No idea? REALLY? Then read my previous article on 15 reasons why smart people care for their strengths – and why you should too.
Now that you know the why… Ready to roll up sleeves and identify yours but you’re just not quite sure how to do it?
Here are 9 ways to go about it:
#1. Do a Test
There are quite a few Strengths Tests out there. The top two I recommend are these:
The VIA Character Strengths Test is a totally FREE test that gives you a ranking of 24 strengths, housed under 6 virtues. The site also gives you a short description on what each of these strengths mean and how to use them.
The StrengthsFinder test by Gallup accompanies the book with the similar title and you can use your code found in the book to access the test or you can purchase a code on their website. The book gives you a description of your strengths and how to use them in work setting, although I personally find the book a bit dry reading.
In either case, with these tests you have a great first step to identify your strengths.
However, if you miss an outside perspective, you can also turn to:
#2. Strengths Coaching
Find a coach who will coach you through the process of identifying and putting in use your strengths.
Sometimes we’re so much immersed in our own story and life that we fail to notice key themes and strengths. That’s where an outside perspective can come handy.
With a coach, you’ll get to identify your own strengths from multiple angles and then work out a tailored method to build on them.
Coaching might not be the cheapest way to work with your strengths, but surely the most effective in putting systems in place while getting accountability.
(Interested in exploring this? Contact me for a 15-minute laser session.)
If 1:1 coaching is not an option, here’s a more cost-effective way:
#3. Strengths Workshop
Strengths Workshops are held in a small group setting and lead by a certified coach. It takes you through the process of identifying your strengths and working out some strategies to put them into your service.
Due to the nature of these events, workshops are less tailored than personal coaching, but they have lots of benefits to the participants:
- You can get to hear feedback from multiple people as you work on exercises with others.

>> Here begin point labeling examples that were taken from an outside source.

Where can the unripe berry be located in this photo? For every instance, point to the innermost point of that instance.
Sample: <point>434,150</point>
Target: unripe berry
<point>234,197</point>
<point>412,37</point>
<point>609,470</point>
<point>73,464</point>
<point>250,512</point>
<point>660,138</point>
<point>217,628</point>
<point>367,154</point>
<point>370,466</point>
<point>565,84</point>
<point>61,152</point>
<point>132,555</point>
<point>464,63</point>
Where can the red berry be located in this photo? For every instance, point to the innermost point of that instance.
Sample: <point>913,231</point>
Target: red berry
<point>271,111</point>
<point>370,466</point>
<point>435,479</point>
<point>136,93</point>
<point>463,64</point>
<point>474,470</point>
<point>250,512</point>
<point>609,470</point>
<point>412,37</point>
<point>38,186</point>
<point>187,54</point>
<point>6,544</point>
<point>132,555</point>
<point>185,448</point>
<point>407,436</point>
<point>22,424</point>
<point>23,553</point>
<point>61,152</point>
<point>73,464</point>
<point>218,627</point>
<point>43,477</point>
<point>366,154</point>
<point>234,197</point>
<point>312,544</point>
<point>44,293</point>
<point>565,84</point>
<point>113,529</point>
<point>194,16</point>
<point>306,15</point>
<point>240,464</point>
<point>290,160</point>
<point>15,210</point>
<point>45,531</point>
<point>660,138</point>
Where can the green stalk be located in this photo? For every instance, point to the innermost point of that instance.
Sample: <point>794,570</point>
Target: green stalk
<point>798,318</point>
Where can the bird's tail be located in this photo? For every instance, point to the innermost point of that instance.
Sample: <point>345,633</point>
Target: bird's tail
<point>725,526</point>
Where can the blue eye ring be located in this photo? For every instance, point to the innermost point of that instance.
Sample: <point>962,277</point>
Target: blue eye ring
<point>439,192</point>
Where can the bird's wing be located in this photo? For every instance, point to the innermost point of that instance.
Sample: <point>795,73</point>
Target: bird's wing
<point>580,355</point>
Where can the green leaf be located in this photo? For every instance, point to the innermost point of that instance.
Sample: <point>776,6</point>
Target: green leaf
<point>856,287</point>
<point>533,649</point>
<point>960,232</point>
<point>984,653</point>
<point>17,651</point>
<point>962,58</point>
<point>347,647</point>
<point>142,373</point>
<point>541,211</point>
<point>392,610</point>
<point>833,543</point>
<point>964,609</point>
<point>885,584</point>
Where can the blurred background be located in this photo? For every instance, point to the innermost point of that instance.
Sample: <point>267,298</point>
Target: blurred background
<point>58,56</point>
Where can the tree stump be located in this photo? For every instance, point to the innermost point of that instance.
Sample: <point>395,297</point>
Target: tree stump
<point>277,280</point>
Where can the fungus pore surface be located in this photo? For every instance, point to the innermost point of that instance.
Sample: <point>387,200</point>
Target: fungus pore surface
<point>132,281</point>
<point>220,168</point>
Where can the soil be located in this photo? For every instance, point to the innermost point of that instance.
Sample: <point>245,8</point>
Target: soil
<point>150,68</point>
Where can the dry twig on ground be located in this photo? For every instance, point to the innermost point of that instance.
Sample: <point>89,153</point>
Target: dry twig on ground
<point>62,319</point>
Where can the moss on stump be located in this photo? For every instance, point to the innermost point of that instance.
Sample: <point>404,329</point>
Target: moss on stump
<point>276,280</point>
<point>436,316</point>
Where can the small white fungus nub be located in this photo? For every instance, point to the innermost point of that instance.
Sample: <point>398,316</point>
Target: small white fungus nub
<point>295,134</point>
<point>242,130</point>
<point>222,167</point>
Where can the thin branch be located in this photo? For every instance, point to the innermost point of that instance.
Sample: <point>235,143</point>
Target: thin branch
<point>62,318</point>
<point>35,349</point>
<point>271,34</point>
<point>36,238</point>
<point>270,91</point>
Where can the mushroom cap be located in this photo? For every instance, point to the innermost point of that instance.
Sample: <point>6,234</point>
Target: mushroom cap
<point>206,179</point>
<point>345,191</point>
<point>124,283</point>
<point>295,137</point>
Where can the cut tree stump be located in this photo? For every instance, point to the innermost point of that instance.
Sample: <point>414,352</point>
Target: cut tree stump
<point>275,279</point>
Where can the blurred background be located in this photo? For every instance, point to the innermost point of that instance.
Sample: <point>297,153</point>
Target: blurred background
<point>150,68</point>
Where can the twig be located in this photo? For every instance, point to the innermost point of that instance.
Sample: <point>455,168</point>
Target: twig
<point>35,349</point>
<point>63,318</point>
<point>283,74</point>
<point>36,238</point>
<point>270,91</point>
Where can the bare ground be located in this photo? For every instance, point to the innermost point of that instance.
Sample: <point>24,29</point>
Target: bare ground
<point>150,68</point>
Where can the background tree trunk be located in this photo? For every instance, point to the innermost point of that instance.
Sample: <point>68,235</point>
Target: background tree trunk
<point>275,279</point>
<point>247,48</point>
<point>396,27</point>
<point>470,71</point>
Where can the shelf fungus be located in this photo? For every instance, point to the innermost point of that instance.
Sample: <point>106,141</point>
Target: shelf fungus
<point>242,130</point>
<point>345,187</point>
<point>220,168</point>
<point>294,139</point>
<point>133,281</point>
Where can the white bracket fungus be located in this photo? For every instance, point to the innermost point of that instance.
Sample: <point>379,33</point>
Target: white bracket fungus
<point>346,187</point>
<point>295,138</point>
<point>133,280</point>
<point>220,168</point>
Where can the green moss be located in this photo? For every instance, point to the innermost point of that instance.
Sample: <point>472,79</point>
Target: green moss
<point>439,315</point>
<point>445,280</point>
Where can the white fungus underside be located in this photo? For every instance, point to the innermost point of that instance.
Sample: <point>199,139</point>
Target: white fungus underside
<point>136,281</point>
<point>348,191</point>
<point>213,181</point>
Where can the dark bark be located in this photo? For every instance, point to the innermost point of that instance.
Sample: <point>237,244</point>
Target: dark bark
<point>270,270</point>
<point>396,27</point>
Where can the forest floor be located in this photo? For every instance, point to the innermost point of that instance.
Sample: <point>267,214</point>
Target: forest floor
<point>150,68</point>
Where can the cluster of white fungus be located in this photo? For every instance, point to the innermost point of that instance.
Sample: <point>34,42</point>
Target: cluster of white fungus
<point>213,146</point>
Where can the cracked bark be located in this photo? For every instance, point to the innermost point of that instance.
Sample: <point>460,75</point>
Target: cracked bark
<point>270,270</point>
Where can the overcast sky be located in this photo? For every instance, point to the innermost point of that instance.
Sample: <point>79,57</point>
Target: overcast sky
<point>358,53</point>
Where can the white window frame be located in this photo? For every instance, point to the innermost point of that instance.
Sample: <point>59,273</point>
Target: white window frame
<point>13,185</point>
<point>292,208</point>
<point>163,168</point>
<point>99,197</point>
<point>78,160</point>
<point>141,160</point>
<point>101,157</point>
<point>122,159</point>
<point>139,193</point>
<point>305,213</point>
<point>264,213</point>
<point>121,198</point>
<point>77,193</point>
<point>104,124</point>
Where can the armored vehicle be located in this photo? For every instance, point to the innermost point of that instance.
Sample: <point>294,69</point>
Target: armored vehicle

- As opposed to a month or 3-months worth of coaching, workshops usually take 4 or 6 hours, thus they represent an intensive track of learning.
- Workshops enable the use of varied sets of activities: lecture, group work, team work, verbal and written exercises, but even more unconventional methods like… building models with Lego bricks (!).
- Liaising with others (whether in a learning environment or not) is always fun and make people happier. 🙂
In case you prefer more informal ways to identify your own talents and strengths, you can recur to the following method:
#4. Feedback from Friends
Sometimes we have difficulties in seeing our own strengths and that’s when checking in with our friends can be beneficial.
Pick 4-5 people who know you well. They can be family members, friends or even co-workers.
Ask them what they consider as your strengths and take notes as you discuss this topic.
Then once you have a full list, look for common themes.
The four methods above are all ways that involve either a professional or an informal type of support in your quest for your strengths.
If you’d like to do this all alone (and why not?), here are some other helping questions to ponder on:
#5. Childhood activities
Note down all activities you loved doing as a child. Don’t shy back from listing all kinds of games you played. Chances are, those activities still give you pleasure… even if you play them differently today. 🙂
You don’t always have to go back to childhood to identify your strengths! Remaining in the present, observe what activities energize you today. Note down everything you notice and look for the themes.
#7. Your Best Self
Another way to check in with yourself is if you simply notice times when you feel at your best. Where are you then? What are you doing? With whom? Note down every detail. Then take a distance and then come back to your notes to find a common theme.
Another way to ask the question is this:
What comes natural to you?
It’s basically the same question we asked in the previous point above, but rephrasing sometimes helps bringing in new perspective and broaden the number of answers to our question. As strengths are something we’re born with (unlike learned skills), it’s easy to observe ourselves through our life story and see things that come natural.
And finally, here’s a last helping question:
What do you pick up quickly?
Things you learn fast are probably in the intersection of your strengths and interests, and thus are the best points to start building on.
Don’t be blinded by the topic of your learning though! Look at what those topics express.
For instance I was confused for a long time, since learning comes easy to me, whatever the topic is! It can be neuroscience, languages, history… you name it. So for a while I didn’t see a pattern there until I realized that learning in itself would be my strength… Which indeed was confirmed by the VIA Test.